Clay Shirky
What we think we know about categorization is wrong. Because we're holding onto old outmoded techniques for categorization.

Q: what is Ontology. A: It depends on what the meaning of "is" is. The study of what exists in a domain and how do these elements relate.

The parable of the Travel Agent.
Travel agents exist to distribute the interface between a handful of airlines and a large number of consumers. The web replaces this so the TAs claim they add value. What's surprising is that the internet plays tried to use the same argument. They tried to recapitulate the old order rather than undermine it. It took some time for people to realise the problem had changed.

Classification schemes. Periodic table. Best classification scheme ever. Almost perfect. Context shifts where a whole column were labelled "gasses" where that's only true at some temporary ranges.

Libraries are the commonest classification system. And have huge fundamental mistakes. eg Dewey scheme category religion is all Christian. Library of congress treats Asia and Switzerland as equivalent in size. The essence is actually "number of books" about this topic. Optimises linear shelf space. Not reality. Unfortunately librarians now are using the same approach in the digital domain where shelf space is irrelevant. The argument like travel agents is that they are recapitulating what went before instead of undermining it.

Yahoo grew into a hierarchy of categories. So they hired a professional ontologist. Who built a huge tree. They said "we understand this better than you". They felt they couldn't organise the world without the shelf so they added the shelf back in. And so we get a tree structure. But the world isn't tree structured. So add a few cross links. So let's have a hierarchy with lots and lots of links. But the ontologists said "get outta here" and limited them to a maximum of 3.

In reality, there are lots of links and no tree. And Google took over because there is no filing system. There's only links. Google bought DMOZ, but nobody used it so they downgraded it.

When does ontological organisation work well? Small corpus, formal categories, stable entities, clear edges, coordinated users, expert users, expert cataloguers, authoritative source. Note: ontologists often claim the users don't understand the categories.
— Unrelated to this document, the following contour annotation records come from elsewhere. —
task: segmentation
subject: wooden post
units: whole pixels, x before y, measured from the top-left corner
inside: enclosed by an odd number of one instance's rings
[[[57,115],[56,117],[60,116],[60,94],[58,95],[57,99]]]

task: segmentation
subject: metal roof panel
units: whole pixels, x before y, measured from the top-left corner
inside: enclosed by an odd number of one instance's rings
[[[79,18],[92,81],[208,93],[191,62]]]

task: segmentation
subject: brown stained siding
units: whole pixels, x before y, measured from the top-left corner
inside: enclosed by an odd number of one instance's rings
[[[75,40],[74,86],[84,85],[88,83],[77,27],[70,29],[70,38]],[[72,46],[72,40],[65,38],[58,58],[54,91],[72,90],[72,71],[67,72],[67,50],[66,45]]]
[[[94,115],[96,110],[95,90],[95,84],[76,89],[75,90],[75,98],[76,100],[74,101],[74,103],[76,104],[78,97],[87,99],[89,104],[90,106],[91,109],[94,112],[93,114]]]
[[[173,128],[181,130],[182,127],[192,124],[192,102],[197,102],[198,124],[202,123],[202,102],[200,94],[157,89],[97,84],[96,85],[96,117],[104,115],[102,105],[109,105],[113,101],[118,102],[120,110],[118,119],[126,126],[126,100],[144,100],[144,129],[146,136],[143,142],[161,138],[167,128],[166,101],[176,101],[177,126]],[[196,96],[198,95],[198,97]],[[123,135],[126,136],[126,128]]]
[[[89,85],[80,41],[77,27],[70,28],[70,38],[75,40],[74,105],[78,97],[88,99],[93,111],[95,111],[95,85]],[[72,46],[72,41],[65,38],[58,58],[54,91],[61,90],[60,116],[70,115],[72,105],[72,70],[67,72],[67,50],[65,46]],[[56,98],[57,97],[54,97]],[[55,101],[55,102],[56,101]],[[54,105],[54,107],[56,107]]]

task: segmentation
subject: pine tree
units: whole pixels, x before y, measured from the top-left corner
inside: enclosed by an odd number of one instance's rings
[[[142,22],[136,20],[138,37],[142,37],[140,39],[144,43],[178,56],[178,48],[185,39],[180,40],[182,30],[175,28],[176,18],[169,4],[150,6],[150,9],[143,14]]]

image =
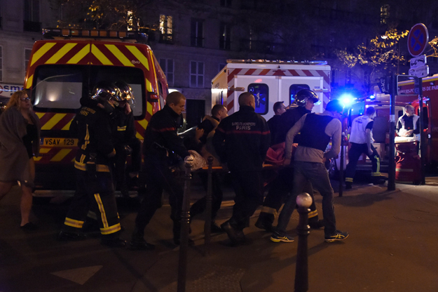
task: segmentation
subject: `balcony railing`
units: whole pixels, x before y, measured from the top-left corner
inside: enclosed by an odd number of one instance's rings
[[[23,21],[23,30],[25,32],[41,32],[41,22],[36,22],[35,21]]]

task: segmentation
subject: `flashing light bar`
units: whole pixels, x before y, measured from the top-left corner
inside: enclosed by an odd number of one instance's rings
[[[118,31],[106,29],[43,29],[43,36],[47,39],[55,37],[91,37],[107,39],[129,39],[137,41],[147,41],[147,34],[136,31]]]
[[[327,65],[327,61],[294,61],[282,60],[264,60],[264,59],[228,59],[227,63],[273,63],[273,64],[295,64],[295,65]]]

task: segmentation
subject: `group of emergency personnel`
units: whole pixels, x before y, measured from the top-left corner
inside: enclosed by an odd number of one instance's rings
[[[121,190],[126,190],[123,180],[127,155],[132,156],[133,167],[130,177],[135,178],[140,168],[139,141],[135,138],[132,112],[128,104],[133,99],[130,87],[122,81],[100,82],[90,97],[81,99],[82,107],[70,128],[78,139],[79,150],[74,162],[76,191],[58,239],[85,239],[82,227],[87,214],[92,211],[96,213],[99,221],[102,244],[111,247],[126,245],[126,241],[119,237],[121,227],[114,185],[118,182],[123,187]],[[220,161],[231,173],[235,193],[233,215],[220,227],[214,223],[214,218],[222,199],[220,178],[215,178],[213,180],[217,192],[213,196],[213,203],[216,208],[212,214],[212,228],[213,232],[226,232],[231,246],[247,242],[243,229],[249,226],[249,218],[263,204],[264,161],[270,146],[279,143],[285,145],[285,167],[271,183],[273,187],[265,199],[256,226],[273,232],[271,240],[274,242],[293,241],[293,238],[285,234],[285,227],[295,207],[294,197],[303,191],[313,196],[313,185],[323,196],[324,220],[318,220],[313,203],[309,215],[310,225],[313,228],[324,226],[325,240],[328,242],[343,240],[348,236],[347,232],[336,230],[333,190],[327,171],[322,172],[324,160],[336,155],[339,151],[336,141],[340,140],[340,136],[338,137],[341,133],[340,122],[336,118],[338,118],[342,107],[337,101],[332,101],[327,105],[326,112],[320,115],[310,113],[314,105],[320,102],[314,92],[301,90],[297,93],[296,99],[298,106],[281,115],[285,112],[284,105],[276,105],[282,119],[278,121],[282,121],[273,124],[266,122],[255,112],[254,96],[248,92],[243,93],[238,98],[239,111],[227,117],[225,107],[215,106],[212,117],[205,119],[203,126],[196,131],[195,142],[192,143],[195,146],[191,149],[205,157],[215,157],[217,164]],[[129,244],[132,249],[154,248],[153,244],[146,241],[144,230],[156,211],[161,206],[164,190],[169,194],[174,243],[177,245],[180,243],[184,190],[172,168],[178,161],[191,156],[191,150],[189,150],[191,147],[186,147],[177,135],[185,103],[184,95],[171,93],[167,96],[164,107],[152,116],[146,129],[143,154],[146,189]],[[296,135],[299,132],[301,136]],[[316,137],[315,133],[320,135]],[[324,154],[330,138],[335,142],[331,150]],[[290,159],[292,148],[296,148],[294,162]],[[300,167],[295,164],[299,164]],[[317,169],[312,172],[309,167]],[[322,179],[325,176],[327,180]],[[299,178],[299,181],[296,178]],[[201,177],[203,181],[205,178]],[[292,181],[294,183],[291,184]],[[284,215],[280,215],[278,228],[274,229],[272,224],[283,201],[287,208],[283,208]],[[192,206],[192,216],[202,212],[205,204],[205,198],[196,202]],[[193,241],[190,240],[189,244]]]

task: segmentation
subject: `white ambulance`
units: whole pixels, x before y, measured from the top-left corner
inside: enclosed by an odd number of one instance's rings
[[[256,112],[266,120],[274,115],[273,105],[289,105],[301,89],[315,91],[322,101],[313,107],[322,112],[330,101],[330,66],[325,61],[228,60],[212,81],[212,106],[224,105],[228,114],[239,110],[238,98],[245,91],[256,98]]]

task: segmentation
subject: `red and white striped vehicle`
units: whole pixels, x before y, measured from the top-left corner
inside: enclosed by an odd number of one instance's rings
[[[313,112],[322,112],[330,101],[330,66],[326,62],[228,60],[212,81],[212,104],[227,107],[228,114],[239,110],[238,98],[244,91],[256,97],[256,112],[268,120],[278,101],[289,105],[300,89],[315,91],[322,101]]]

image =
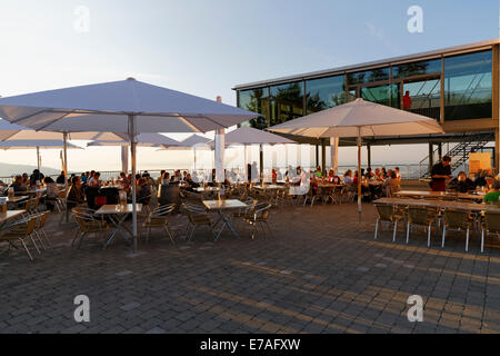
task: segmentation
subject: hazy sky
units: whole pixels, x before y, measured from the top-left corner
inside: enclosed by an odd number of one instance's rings
[[[410,6],[423,9],[423,33],[407,30]],[[0,0],[0,95],[134,77],[234,105],[238,83],[493,39],[498,28],[498,0]],[[427,151],[409,149],[373,149],[373,161],[418,161]],[[351,149],[340,155],[356,160]],[[0,152],[6,162],[33,157]],[[58,151],[43,157],[60,166]],[[182,162],[154,150],[142,157],[140,168]],[[70,170],[92,165],[119,169],[119,149],[69,154]]]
And see this as a user's problems.

Turn it around and you have where it works badly. And that is a perfect description of the web. Huge scale, uncoordinated users, no authority.

Voodoo categorisation. Act on the model and it changes the world. Classify an SUV as a small truck and it becomes popular. Signal Loss. Ontologists claim that synonyms fail. But actually synonyms refer to different things.

Predicting the future is hard. A. This is a book about Dresden. B. This book is about Dresden, and goes into the category "East Germany". Ooops. Countries are radically different to cities. One is an idea, the other is physical. But we can't change it because we don't have the staff to move the books. Absolutely key. Categorization requires predicting the future.

"My God, it's full of links". Adventures in scale pt.1 Don't merge categories, merge the GUIDs.

Great minds don't think alike. Adventures in scale pt.2 power law distribution of people and numbers of tags they've done. Long tail. classic sign of an unconstrained population behaviour. Look at number of entries for tags for one person, and it's another power law. 10% of the tags have 90% of the entries. Now look at 2 URLs and study the tags used against them. A lot of entries have very clear convergence. Some URLs have classic power law curves with less consensus. Which gives us a measure of the certainty of the popular tags.

Organic Categorization
- Market logic: individual motivation but group value.
- Merged from URLs (links), not categories
- Merges create overlap, not sync
- Merges are probabilistic not binary
- User and time are core attributes
- Signal loss comes from expression not compression
- One off categories are ignored, rather than deflected. Filtering is after the publishing. (very deep idea here).
- The semantics are in the users, not in the system. Does the world make sense or do we make sense of the world. Objective vs subjective. Recognises that there are alternate views.

(note: If you don't understand Unix, you are doomed to re-invent it. There is only World, Group and User)